Journal of Orthopaedic Trauma | 2016
Theodore T. Manson; Lisa Reider; Robert V. O'Toole; Daniel O. Scharfstein; Paul Tornetta; Joshua L. Gary
Objectives: To document the initial treatment of displaced acetabular fractures among older adults across multiple trauma centers and to investigate the factors that influence the decision to operate and the choice of operative procedure [open reduction internal fixation (ORIF) vs. total hip arthroplasty (THA)]. Design: Retrospective observational study. Setting: Fifteen US level-I trauma centers participating in the Major Extremity Trauma Research Consortium.
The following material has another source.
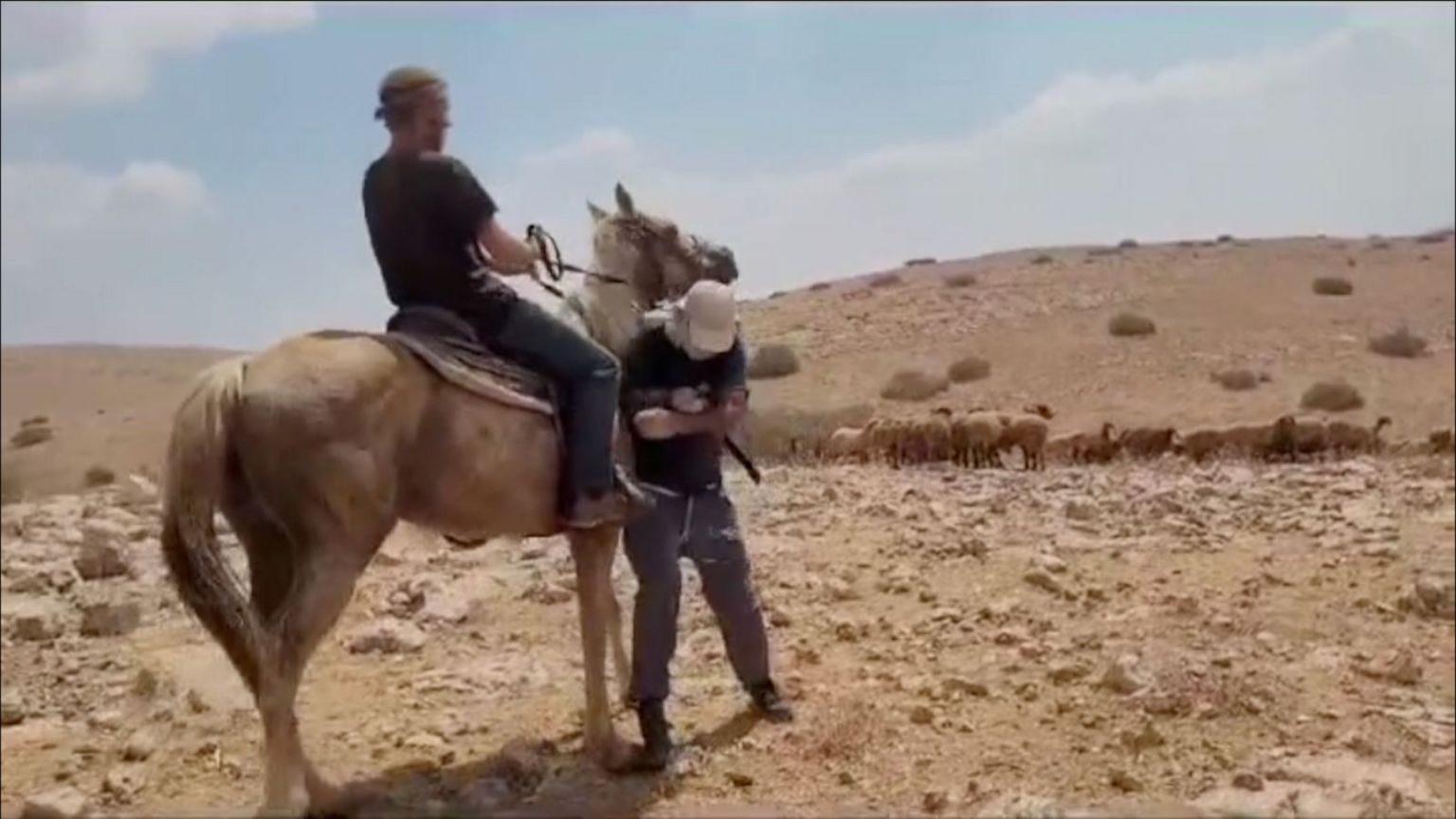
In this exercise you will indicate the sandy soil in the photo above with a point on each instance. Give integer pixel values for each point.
(1151, 639)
Patients/Participants: Overall, 269 patients aged 60 years or older admitted for the treatment of a displaced acetabular fracture. Intervention: None. Main Outcome Measurements: Treatment. Results: Sixty percent of fractures (n = 162) were treated operatively. Younger age (<80 years), injury from high-energy mechanism, fractures with femoral head impaction, and fractures without hip congruency were significantly associated with receiving operative treatment (P < 0.05). Significant site variation in operative versus nonoperative treatment occurred even after accounting for these factors (P = 0.0044). Among operatively treated patients, 88% (n = 142) received ORIF and 12% (n = 20) received THA as the initial treatment. Women were more likely to be treated with initial THA compared with men; of the known risk factors for poor outcomes with ORIF (ie, dome or roof impaction, femoral head impaction, or posterior wall involvement), only dome impaction was significantly associated with receiving initial THA (P < 0.05). Conclusions: Currently, no treatment guidelines exist for acetabular fractures in older adults, which likely explains the significant site variation in operative versus nonoperative treatment. This study identifies patient and injury factors that drive treatment decisions, which will be important in planning and designing future trials needed to determine the best treatment for these fractures.